We're literally getting played. Mass media is owned, almost in entirety, by a very select few people. And nearly everything the media says is spurious. It is there to support a globalist narrative, which is quickly reducible to bogus economics. For example, the US has been able to get into such a $15 trillion pickle (unfunded liabilities make it more like $60-$115 trillion!!) because of economic colonialism: the dollar has been the de facto currency of global trade. This means that it is the action, or use, of the USD that underwrites and 'securitizes' itself.

The gross effects are that classical notions of money get turned upside down: ludicrous amounts of debt becomes a "GOOD" thing, because other nations elsewhere have too much wrapped up in the US economy to sell much of their debt holdings at any one time. Their economies then effectively work to prop up the States', because the USD flows through them.

This postulate would explain nearly all of the US foreign policy: invade Iraq, to assure their oil market uses US funds (they'd just swapped to the Euro when US forces started doing horrible things to them again); the War on Drugs, they want you snorting coke with rolled dollar bills, not pesos or pounds etc. The more market capillaries the dollar gets into, the more the US has the need to push further. The War on Terror? Well, that's even crazier...

'Terrorism' is a lie, in fact, it is only an institutional creation of assessment styled to discredit anyone seeking self-determination. Basically, this independence resists economic colonialism. Meanwhile, extrajudicial killings, prison rape, torture, attack helicopters strafing weddings, tampered water supplies, pollution, preferential drug control, IMMENSE economic fraud, drone attacks, agricultural bullshit, unchecked police actions... these are all sanctioned. Sure, there will be many expressions of self-determination, and some are violent, but not nearly as close as the systemic forms that governments espouse. Violent action is the mistake of using the same language as those who authorize reality.

And it's fictional, pure fabrication: basically, people are furious for every reason that they've been wronged, but there's no unity to it. The causes are manifold and decentralized. Consolidation of the issue, ie. calling it terrorism, is media wizardry.

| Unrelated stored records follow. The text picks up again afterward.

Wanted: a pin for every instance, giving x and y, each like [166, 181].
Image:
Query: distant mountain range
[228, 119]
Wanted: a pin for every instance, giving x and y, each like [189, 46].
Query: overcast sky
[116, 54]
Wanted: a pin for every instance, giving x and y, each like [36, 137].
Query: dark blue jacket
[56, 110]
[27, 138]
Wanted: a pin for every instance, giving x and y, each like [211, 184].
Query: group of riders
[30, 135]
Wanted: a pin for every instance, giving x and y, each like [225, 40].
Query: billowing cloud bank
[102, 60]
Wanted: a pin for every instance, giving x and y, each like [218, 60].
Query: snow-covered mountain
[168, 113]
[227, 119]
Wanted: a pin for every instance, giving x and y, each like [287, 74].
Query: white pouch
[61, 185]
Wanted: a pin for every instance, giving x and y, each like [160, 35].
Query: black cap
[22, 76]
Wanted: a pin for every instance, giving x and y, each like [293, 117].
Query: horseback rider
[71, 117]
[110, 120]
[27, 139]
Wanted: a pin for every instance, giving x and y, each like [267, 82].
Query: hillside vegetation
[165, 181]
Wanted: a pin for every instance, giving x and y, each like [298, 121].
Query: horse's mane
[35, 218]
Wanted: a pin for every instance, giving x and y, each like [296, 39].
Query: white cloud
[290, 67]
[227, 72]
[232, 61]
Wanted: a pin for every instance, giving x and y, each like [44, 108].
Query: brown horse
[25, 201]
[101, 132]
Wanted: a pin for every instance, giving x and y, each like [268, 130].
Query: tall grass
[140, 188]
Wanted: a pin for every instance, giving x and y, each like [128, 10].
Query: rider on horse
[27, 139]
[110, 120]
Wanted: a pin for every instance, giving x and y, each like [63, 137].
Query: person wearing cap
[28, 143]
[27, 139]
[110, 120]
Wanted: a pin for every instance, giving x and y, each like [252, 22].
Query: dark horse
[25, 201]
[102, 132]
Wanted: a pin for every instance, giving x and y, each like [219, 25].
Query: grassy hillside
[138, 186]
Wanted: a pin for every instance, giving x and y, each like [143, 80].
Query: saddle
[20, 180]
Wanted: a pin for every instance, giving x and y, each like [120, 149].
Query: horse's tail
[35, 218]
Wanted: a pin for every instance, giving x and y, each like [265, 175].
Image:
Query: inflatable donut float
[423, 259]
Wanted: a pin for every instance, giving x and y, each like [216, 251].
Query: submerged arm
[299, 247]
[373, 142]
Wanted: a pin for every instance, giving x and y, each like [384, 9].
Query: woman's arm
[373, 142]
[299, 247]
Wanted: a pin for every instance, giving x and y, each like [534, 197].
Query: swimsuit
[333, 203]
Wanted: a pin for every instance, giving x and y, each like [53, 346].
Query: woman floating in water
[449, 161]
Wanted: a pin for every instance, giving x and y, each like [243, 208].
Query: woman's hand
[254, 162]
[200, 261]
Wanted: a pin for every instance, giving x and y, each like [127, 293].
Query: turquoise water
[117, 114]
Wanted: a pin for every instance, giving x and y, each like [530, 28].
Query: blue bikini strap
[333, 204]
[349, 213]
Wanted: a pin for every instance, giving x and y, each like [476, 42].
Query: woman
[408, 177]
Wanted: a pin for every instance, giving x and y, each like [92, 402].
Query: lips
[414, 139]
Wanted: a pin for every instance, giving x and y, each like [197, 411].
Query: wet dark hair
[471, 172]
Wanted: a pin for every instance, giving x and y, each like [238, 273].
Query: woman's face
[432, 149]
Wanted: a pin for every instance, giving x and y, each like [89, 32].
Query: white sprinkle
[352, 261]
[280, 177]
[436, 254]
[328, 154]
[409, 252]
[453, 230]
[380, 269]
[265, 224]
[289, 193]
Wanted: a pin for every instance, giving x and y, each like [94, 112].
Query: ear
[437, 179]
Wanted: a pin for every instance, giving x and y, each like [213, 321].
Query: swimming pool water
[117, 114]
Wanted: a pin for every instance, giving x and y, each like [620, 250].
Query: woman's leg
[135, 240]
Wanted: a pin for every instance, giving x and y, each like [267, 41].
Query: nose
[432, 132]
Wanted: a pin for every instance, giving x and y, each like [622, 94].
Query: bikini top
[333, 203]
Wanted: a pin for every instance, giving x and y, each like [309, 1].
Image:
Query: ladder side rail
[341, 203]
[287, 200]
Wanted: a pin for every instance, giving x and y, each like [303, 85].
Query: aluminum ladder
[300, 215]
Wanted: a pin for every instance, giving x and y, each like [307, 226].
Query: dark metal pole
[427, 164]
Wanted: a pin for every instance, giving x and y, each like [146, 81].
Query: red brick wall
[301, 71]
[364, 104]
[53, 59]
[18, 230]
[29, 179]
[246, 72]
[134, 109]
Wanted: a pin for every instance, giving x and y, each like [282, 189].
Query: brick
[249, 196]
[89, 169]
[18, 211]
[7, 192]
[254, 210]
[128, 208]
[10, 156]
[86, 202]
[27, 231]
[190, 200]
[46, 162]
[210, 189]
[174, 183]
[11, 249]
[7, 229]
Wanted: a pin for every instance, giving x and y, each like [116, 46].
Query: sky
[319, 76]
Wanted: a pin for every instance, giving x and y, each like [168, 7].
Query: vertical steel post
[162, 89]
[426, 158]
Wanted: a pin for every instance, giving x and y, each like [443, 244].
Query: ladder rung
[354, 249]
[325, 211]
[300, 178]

And what it allows for is the creation of a bad reality (bad as in, not close to a true representation of the moment): 'these monsters are IRRATIONAL, they hate you, there's no pattern, it could be your NEIGHBOUR, now take your Ritalin', meanwhile, the objective is to win all the gun-smuggling contracts, get the drugs (a very stable commodity - the black market adores USD), push the dollars through this sovereign country's markets forcibly. Boom - hooked up, all while transferring public tax money to private hands. So who gains here? Who NEEDS terrorism?

I've made a few leaps there, must mean I'm overheating... I'll resume this later. I truly need to exhaust myself of the subject.